Il a par ailleurs déclaré qu'il croyait que des appareils militaires utilisaient une technologie dérivée d'un vaisseau extraterrestre capturé et démantelé. Ce prétendu secret a perduré pendant des décennies sous la férule d'un gouvernement parallèle indépendamment du président et des plus hautes autorités du Pentagone.
Lors d'une conférence publique, il déclara :
"Quand j'ai été sur la Lune, il y a 26 ans, cela faisait partie de la sagesse populaire, religieuse et philosophique de croire que nous étions le centre biologique de l'univers. Peu, si tant est qu'il en reste, de gens instruits et cultivés acceptent encore cette théorie".
"Je suis convaincu qu'il existe d'autres formes de vie dans l'univers. La question est de savoir quel est leur degré de développement, combien de milliers d'années de plus que nous.
D'après ce que je sais aujourd'hui, d'après ce que j'ai vu et expérimenté, je pense que les preuves sont formelles et beaucoup d'entre elles sont classées top-secret par le gouvernement".
Puis le 4 décembre 1991, lors d'une conférence organisée par l'Institut des Sciences Noetic, à New-York :
J'ai changé de position ces deux ou trois dernières années. Ces deux dernières années pour être précis. Pour suggérer :
que nous disposons maintenant de suffisamment de preuves.
que nous avons réellement besoin d'avoir un débat sérieux et ouvert.
et une déclassification des informations, qu'il est maintenant parfaitement clair que le gouvernement et d'autres gouvernements détiennent.
et que cela fasse parti de nos connaissances officielles...
Maintenant, que cela soit vrai ou non, cela mérite une sérieuse investigation.
Il y a là beaucoup trop de fumée pour qu'il n'y ait pas de feu...
Si c'est réel, occupons-nous en au grand jour ; brisons les verrous que cette bureaucratie a posé sur tout cela.
Il y a assez de preuves qui montrent clairement que ces informations sont dissimulées.

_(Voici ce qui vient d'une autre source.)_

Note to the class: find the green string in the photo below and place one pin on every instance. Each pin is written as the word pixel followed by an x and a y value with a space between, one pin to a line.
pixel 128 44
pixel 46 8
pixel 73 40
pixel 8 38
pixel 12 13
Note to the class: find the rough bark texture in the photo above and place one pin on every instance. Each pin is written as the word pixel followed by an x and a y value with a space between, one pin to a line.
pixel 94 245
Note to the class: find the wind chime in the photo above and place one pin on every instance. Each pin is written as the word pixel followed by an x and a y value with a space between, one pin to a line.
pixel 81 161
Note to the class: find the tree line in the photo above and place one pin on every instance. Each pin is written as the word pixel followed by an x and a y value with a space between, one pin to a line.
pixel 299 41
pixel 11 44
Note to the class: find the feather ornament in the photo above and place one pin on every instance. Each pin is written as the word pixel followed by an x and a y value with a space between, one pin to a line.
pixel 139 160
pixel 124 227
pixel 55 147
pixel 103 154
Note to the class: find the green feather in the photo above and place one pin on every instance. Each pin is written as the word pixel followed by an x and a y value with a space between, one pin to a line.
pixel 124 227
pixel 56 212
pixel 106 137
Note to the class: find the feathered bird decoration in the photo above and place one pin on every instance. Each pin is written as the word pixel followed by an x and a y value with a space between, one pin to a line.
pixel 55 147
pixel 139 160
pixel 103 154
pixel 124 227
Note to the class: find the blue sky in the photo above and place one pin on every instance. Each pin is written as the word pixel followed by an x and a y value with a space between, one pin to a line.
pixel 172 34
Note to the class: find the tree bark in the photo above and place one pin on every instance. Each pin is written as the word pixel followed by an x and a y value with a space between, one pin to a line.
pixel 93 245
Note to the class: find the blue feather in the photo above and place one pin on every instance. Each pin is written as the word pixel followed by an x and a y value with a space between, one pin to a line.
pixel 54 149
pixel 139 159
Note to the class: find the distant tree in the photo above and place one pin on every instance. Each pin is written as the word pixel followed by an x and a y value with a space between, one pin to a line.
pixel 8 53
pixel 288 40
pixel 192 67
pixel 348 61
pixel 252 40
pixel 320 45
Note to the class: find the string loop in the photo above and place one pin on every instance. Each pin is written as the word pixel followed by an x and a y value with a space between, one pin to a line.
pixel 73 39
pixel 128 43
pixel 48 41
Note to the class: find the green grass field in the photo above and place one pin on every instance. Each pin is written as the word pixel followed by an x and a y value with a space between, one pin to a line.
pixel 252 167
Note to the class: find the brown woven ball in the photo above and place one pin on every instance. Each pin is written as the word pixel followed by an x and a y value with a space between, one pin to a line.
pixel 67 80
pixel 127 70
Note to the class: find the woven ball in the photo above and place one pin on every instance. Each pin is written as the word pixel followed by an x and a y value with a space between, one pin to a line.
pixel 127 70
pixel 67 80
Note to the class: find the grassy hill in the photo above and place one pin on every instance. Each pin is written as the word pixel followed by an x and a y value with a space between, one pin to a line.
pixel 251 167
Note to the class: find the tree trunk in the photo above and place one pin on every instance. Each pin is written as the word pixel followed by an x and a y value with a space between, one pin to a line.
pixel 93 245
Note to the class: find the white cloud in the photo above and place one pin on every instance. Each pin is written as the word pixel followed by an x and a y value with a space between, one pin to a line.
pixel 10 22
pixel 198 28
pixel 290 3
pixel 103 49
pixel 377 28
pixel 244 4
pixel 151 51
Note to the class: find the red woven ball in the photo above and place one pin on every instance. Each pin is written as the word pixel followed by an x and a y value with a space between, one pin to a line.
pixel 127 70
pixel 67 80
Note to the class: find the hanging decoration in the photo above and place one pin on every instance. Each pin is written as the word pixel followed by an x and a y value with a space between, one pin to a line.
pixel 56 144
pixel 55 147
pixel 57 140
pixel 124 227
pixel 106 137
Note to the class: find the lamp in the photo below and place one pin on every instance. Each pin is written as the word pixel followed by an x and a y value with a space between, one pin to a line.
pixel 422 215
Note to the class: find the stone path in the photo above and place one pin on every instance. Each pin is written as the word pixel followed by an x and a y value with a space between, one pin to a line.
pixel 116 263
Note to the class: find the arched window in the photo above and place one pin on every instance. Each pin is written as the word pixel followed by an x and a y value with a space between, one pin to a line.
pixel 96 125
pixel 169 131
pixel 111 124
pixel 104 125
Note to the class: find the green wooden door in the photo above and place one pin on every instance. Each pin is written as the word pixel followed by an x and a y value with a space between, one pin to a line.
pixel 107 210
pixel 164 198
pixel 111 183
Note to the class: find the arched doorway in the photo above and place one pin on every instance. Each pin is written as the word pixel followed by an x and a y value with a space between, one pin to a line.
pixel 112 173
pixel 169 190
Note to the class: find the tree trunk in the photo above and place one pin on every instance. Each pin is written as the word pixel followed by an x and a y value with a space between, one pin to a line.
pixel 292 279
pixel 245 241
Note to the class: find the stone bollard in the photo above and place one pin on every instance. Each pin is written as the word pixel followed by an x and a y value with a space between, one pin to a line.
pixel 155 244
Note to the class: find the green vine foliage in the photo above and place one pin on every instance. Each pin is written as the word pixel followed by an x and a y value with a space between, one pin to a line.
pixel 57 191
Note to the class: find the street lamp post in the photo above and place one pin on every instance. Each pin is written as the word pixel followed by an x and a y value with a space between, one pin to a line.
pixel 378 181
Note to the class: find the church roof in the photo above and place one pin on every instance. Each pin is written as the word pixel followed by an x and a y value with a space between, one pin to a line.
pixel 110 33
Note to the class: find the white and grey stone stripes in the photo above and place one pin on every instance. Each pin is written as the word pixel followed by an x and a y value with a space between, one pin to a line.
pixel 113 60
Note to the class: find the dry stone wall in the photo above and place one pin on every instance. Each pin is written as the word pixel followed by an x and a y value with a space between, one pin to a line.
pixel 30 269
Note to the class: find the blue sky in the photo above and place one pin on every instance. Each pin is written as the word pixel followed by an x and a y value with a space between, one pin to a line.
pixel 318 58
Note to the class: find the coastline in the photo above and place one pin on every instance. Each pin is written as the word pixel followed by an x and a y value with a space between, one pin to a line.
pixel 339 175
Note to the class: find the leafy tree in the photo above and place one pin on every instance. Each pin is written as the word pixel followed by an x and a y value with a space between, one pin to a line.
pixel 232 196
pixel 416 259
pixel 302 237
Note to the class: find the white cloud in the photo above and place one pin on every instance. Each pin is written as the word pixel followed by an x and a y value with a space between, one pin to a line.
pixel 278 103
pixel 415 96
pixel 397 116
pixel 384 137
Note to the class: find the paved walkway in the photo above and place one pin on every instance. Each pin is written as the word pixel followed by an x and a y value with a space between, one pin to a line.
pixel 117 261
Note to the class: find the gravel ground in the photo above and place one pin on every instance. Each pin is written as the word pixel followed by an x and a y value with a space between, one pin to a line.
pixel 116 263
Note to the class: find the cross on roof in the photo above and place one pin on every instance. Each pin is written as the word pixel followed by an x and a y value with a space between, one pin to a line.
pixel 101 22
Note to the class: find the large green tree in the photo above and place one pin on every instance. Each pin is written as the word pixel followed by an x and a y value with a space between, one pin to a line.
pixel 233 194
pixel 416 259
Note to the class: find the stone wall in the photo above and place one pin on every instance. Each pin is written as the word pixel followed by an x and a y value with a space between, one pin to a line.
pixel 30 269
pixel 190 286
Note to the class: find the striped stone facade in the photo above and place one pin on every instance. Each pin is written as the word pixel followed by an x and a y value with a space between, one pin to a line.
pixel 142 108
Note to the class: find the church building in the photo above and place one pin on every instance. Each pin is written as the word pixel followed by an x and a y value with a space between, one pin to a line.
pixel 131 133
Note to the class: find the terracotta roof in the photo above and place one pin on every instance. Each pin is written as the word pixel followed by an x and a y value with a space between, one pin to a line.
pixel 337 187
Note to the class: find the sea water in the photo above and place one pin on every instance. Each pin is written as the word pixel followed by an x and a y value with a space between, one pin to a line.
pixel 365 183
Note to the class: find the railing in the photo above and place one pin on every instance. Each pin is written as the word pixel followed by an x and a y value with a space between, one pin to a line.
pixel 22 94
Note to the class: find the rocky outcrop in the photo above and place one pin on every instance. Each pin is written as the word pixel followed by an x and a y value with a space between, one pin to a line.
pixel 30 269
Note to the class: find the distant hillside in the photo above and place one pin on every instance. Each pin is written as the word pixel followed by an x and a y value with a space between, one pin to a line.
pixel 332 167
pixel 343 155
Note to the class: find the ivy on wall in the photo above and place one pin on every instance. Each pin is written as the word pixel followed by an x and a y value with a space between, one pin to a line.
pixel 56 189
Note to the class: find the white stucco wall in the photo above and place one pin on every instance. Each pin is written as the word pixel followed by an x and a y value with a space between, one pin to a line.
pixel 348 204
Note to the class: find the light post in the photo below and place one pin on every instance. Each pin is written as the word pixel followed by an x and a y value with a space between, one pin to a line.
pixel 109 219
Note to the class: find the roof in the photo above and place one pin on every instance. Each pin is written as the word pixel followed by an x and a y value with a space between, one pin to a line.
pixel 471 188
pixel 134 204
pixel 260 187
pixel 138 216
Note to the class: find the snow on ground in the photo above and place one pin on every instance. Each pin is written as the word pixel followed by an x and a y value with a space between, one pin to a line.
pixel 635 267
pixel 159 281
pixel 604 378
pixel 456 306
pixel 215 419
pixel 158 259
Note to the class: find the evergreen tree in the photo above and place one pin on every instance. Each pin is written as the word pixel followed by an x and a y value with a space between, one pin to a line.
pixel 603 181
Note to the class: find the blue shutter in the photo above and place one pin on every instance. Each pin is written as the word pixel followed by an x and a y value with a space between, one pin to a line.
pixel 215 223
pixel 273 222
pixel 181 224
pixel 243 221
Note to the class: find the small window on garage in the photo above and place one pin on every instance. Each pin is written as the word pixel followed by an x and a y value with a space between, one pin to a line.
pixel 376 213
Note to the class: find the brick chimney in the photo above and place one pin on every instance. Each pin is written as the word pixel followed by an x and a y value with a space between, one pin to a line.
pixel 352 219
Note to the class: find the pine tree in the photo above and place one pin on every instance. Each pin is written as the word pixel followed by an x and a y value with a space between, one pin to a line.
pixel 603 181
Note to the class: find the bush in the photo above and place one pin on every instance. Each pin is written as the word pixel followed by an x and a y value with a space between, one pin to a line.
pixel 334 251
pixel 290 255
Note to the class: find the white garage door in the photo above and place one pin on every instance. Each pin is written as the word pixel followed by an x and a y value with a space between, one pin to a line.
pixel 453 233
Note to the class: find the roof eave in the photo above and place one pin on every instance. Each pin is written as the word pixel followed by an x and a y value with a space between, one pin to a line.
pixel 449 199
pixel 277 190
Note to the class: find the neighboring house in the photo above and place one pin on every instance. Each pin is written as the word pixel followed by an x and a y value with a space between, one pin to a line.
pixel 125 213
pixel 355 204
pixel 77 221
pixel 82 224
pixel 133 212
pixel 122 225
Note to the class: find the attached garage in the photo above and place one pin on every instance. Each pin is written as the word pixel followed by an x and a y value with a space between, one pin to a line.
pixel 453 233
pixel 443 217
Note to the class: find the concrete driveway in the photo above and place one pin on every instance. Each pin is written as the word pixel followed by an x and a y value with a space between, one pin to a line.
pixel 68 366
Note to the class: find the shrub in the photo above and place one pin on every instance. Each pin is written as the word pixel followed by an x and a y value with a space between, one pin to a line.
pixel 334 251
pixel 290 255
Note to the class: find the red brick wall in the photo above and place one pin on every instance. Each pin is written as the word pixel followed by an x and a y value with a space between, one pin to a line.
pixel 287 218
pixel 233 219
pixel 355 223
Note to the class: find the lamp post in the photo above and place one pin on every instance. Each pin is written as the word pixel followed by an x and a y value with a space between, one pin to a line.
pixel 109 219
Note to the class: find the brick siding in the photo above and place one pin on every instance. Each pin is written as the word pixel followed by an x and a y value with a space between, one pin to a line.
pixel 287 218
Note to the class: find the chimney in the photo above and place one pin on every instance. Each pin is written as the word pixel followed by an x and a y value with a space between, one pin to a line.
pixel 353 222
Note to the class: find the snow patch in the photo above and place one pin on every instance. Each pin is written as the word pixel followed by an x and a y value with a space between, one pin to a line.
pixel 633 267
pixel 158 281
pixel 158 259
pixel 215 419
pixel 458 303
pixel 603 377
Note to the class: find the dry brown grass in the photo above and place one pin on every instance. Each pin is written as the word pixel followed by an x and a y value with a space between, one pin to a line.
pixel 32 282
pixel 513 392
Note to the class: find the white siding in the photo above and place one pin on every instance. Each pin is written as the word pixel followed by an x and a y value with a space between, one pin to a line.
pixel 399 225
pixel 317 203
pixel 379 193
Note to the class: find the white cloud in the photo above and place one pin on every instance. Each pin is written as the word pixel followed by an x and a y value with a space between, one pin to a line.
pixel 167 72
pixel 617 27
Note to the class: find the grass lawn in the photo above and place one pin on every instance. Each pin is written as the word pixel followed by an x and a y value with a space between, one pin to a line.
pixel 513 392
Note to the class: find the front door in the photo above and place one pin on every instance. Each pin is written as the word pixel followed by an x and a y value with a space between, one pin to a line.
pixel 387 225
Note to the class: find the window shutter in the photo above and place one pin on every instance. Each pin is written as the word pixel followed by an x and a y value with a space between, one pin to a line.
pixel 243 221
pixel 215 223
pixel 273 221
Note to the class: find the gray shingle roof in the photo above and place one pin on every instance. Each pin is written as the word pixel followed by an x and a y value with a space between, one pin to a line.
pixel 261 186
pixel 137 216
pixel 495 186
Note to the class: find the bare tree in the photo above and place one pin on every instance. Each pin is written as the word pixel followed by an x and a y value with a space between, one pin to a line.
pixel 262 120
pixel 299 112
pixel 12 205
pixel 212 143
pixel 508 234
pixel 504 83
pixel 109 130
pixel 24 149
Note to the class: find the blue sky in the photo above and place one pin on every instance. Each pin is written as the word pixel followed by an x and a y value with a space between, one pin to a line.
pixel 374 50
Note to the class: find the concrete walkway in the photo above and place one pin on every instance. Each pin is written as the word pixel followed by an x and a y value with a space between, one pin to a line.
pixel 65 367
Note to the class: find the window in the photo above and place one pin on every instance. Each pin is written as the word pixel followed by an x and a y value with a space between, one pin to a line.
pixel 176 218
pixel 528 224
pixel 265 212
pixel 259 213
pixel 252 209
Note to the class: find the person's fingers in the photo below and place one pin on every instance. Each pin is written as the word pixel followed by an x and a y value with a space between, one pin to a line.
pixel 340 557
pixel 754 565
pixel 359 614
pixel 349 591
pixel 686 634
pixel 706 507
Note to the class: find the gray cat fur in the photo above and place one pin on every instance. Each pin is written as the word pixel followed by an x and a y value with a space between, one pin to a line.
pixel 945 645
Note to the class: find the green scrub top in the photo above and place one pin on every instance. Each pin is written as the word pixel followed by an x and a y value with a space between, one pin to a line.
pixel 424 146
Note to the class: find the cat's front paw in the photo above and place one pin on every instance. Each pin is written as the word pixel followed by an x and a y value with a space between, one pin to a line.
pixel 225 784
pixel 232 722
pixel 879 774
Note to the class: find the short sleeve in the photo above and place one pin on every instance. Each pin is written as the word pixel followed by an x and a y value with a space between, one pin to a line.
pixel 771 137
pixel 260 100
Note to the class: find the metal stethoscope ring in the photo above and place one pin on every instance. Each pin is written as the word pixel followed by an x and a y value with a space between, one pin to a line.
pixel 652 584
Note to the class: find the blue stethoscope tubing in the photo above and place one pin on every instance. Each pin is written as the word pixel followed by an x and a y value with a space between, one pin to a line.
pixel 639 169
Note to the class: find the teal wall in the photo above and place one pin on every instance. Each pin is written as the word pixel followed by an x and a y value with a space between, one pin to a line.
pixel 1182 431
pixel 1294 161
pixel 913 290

Où pourrons-nous aller avec tout cela, je ne le sait pas.
2008 : Autres déclarations

Edgar Mitchell. En l'espace d'une interview radio a avoué l'incroyable :
Oui, les extraterrestres existent ;
Oui, ils ont visité la terre à maintes reprises ;
Oui, les gouvernements le savent et tentent de le cacher à l'opinion publique.